As humiliating as it was, Evan opened his mouth to explain. No one really heard him, of course. He wasn't certain his voice had risen above a whisper, and he was still curled like a hedgehog with his mouth very close to his knees. Pride warred with pain, and pain won. He rose on all fours and tried to crawl off, his only thought now to escape the blows and find some sanctuary where he could lick his wounds.

He collapsed as the stick caught him between the shoulder blades. He could not draw his knees forward this time but lay sprawled on the bank, his face turned to one side, his eyes closed. A long breath left his body. Pain no longer stung him. It swelled like a wave across his skin, and then it was gone in a rush of heat. He imagined he felt small, stubby fingers tangling in his hair and an oddly familiar weight clinging to him. A cry shrill enough to penetrate the roar in his ears was the last thing he heard. There was no time to wonder if it was his own. He shuddered once and was still.

Evan was alone when he woke. He had not expected it to be otherwise. There was no reason for any of them to linger over him, especially not Their Graces. It would be their desire to put this unfortunate encounter from their memory. Evan doubted anyone would ever speak of it, most particularly the adults, who would not want to be made disagreeable to the duke or his duchess. Tenley might say something.

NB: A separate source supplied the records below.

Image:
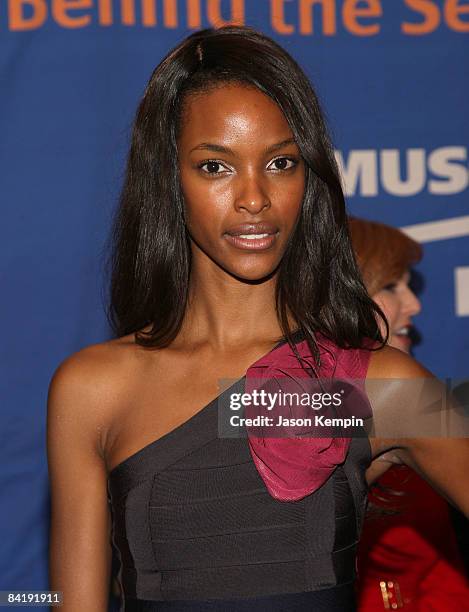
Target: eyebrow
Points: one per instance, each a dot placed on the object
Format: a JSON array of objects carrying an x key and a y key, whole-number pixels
[{"x": 208, "y": 146}]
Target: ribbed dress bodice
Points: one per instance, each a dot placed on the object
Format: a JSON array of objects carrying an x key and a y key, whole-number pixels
[{"x": 193, "y": 520}]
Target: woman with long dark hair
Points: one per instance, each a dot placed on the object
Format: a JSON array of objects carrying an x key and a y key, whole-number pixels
[{"x": 232, "y": 260}]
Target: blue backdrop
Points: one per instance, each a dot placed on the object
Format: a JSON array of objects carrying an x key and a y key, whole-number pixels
[{"x": 392, "y": 76}]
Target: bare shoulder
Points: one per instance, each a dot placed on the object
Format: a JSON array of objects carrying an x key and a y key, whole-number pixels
[
  {"x": 89, "y": 385},
  {"x": 389, "y": 362}
]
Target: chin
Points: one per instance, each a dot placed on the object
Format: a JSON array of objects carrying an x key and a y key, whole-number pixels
[{"x": 253, "y": 274}]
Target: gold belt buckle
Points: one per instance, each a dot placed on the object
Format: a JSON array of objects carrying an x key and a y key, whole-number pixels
[{"x": 391, "y": 594}]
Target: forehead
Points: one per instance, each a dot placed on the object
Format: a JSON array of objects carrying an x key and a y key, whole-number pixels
[{"x": 234, "y": 114}]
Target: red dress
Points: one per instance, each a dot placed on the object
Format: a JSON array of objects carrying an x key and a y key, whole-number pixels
[{"x": 410, "y": 560}]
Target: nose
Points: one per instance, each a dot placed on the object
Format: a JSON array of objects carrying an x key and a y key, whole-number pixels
[
  {"x": 411, "y": 302},
  {"x": 252, "y": 195}
]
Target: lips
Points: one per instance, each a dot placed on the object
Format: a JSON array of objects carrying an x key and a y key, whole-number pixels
[
  {"x": 249, "y": 229},
  {"x": 252, "y": 236}
]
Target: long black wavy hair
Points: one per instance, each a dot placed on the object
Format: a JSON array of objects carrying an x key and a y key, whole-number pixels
[{"x": 318, "y": 280}]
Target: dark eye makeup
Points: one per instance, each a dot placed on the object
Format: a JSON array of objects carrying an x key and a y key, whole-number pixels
[{"x": 214, "y": 165}]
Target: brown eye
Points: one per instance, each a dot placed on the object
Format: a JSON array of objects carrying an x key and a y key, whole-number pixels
[
  {"x": 212, "y": 167},
  {"x": 281, "y": 163},
  {"x": 284, "y": 163}
]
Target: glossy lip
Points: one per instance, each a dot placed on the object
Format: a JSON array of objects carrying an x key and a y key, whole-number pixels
[
  {"x": 252, "y": 244},
  {"x": 263, "y": 227}
]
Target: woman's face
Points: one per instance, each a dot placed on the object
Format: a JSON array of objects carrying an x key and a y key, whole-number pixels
[
  {"x": 399, "y": 304},
  {"x": 242, "y": 177}
]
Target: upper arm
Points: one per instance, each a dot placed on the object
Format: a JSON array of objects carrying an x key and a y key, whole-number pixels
[
  {"x": 80, "y": 551},
  {"x": 414, "y": 415}
]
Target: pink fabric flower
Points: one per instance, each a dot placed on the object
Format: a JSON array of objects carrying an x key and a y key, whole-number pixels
[{"x": 293, "y": 467}]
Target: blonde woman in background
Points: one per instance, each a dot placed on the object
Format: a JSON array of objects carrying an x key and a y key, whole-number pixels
[{"x": 408, "y": 557}]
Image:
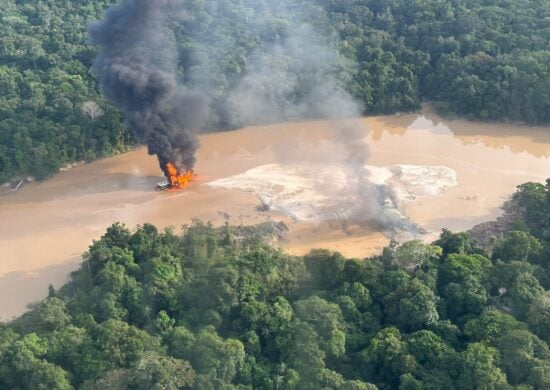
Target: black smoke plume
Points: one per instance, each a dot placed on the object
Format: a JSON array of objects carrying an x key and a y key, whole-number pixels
[{"x": 136, "y": 68}]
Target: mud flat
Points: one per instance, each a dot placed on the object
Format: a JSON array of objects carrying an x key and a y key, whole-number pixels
[{"x": 452, "y": 174}]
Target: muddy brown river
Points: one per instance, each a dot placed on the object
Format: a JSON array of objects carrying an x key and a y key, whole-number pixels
[{"x": 45, "y": 227}]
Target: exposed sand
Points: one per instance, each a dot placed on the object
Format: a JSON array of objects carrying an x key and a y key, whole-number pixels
[{"x": 45, "y": 227}]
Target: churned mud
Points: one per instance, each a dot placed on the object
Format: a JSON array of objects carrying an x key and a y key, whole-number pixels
[{"x": 452, "y": 174}]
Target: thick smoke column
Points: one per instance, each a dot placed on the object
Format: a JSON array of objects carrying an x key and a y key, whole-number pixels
[{"x": 136, "y": 67}]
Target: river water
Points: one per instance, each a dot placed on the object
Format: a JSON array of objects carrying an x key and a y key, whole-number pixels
[{"x": 45, "y": 227}]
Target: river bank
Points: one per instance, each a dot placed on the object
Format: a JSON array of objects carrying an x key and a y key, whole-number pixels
[{"x": 45, "y": 227}]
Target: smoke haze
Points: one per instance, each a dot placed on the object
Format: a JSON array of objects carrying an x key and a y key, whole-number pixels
[
  {"x": 136, "y": 67},
  {"x": 295, "y": 72}
]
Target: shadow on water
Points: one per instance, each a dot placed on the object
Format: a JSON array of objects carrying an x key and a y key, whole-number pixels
[
  {"x": 503, "y": 136},
  {"x": 86, "y": 186},
  {"x": 17, "y": 289}
]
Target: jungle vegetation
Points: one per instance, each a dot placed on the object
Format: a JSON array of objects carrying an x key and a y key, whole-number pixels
[
  {"x": 214, "y": 308},
  {"x": 482, "y": 59}
]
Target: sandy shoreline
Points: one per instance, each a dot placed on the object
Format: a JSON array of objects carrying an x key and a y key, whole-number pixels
[{"x": 45, "y": 227}]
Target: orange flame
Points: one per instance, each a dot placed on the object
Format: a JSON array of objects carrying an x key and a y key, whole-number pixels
[{"x": 178, "y": 181}]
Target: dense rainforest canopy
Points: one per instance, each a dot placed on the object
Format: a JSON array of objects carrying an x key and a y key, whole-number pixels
[
  {"x": 486, "y": 59},
  {"x": 221, "y": 309}
]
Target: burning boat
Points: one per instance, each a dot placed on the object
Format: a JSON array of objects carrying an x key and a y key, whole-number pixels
[{"x": 175, "y": 180}]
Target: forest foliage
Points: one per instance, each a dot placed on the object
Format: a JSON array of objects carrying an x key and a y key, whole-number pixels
[
  {"x": 215, "y": 308},
  {"x": 486, "y": 59}
]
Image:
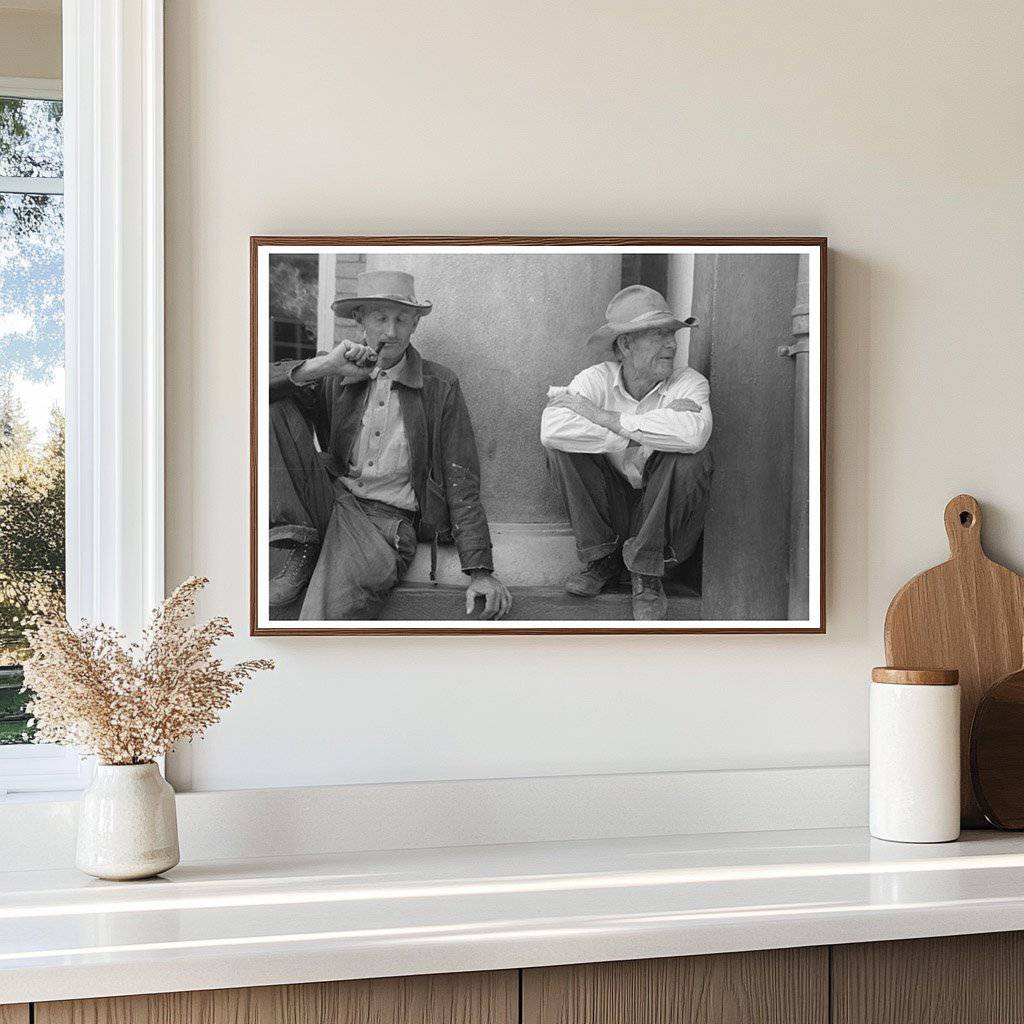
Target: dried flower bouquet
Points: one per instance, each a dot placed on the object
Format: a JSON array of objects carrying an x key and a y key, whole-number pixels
[{"x": 130, "y": 702}]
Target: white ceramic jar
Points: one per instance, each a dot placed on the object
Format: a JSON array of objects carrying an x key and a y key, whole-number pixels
[
  {"x": 915, "y": 755},
  {"x": 127, "y": 825}
]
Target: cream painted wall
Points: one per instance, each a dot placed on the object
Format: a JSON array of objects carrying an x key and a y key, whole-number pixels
[
  {"x": 895, "y": 129},
  {"x": 30, "y": 40}
]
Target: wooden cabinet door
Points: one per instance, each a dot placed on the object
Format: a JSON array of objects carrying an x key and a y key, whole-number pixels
[
  {"x": 962, "y": 979},
  {"x": 773, "y": 986},
  {"x": 450, "y": 998}
]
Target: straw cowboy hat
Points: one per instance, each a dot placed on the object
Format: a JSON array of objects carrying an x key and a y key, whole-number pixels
[
  {"x": 631, "y": 310},
  {"x": 384, "y": 286}
]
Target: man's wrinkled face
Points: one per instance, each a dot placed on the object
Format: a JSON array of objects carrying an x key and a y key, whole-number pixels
[
  {"x": 650, "y": 354},
  {"x": 388, "y": 328}
]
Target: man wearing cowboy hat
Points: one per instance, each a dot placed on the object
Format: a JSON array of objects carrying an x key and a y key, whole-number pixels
[
  {"x": 397, "y": 463},
  {"x": 627, "y": 443}
]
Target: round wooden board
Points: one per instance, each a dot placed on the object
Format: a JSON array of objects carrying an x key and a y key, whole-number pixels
[{"x": 967, "y": 613}]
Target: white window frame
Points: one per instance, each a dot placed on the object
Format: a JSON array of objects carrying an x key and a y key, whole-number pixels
[{"x": 114, "y": 337}]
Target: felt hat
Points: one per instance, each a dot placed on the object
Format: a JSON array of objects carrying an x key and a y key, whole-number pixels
[
  {"x": 631, "y": 310},
  {"x": 384, "y": 286}
]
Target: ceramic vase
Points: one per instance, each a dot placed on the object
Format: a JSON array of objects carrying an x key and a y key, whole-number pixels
[{"x": 127, "y": 826}]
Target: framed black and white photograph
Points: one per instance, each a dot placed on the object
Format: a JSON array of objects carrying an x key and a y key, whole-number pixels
[{"x": 538, "y": 435}]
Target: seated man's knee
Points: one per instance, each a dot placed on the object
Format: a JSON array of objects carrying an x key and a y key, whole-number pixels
[{"x": 685, "y": 467}]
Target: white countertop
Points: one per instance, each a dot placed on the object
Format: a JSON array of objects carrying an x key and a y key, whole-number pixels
[{"x": 275, "y": 921}]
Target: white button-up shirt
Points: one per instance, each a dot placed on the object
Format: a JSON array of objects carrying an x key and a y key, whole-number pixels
[
  {"x": 650, "y": 421},
  {"x": 381, "y": 466}
]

He was impulsive enough to do so, though he might think twice about risking his father's disapproval. The young heir did not need to worry that he would have to bear the brunt of Westphal's punishing walking stick, however.

The duke saved that sort of retribution for his bastard child.

* * *

Evan was carefully stripping off his shirt when the door to his room opened. It had been four days since he'd returned to Hambrick Hall for the start of the next term and a full week since he'd received the caning. He had not been able to hide his injuries from his mother, but until this moment he had been successful in hiding them from the Compass Club.

North, South, and East skidded to a halt just inside the room. Evan might have laughed at their abrupt, comic stop if he had not been so keen to draw his shirt on again. He was grateful when they shut the door quickly.

To their credit, none of them spoke of what they had seen. Evan was grateful for that. He finished tucking the shirt into his trousers. Ignoring the weeping wounds that had made the shirt sticky in the first place, he picked up his jacket. Brendan Hampton, the one they called North, stepped forward and took the jacket. Making himself useful as Evan's valet, he held it out so that shrugging into it would not be as painful a process for his friend.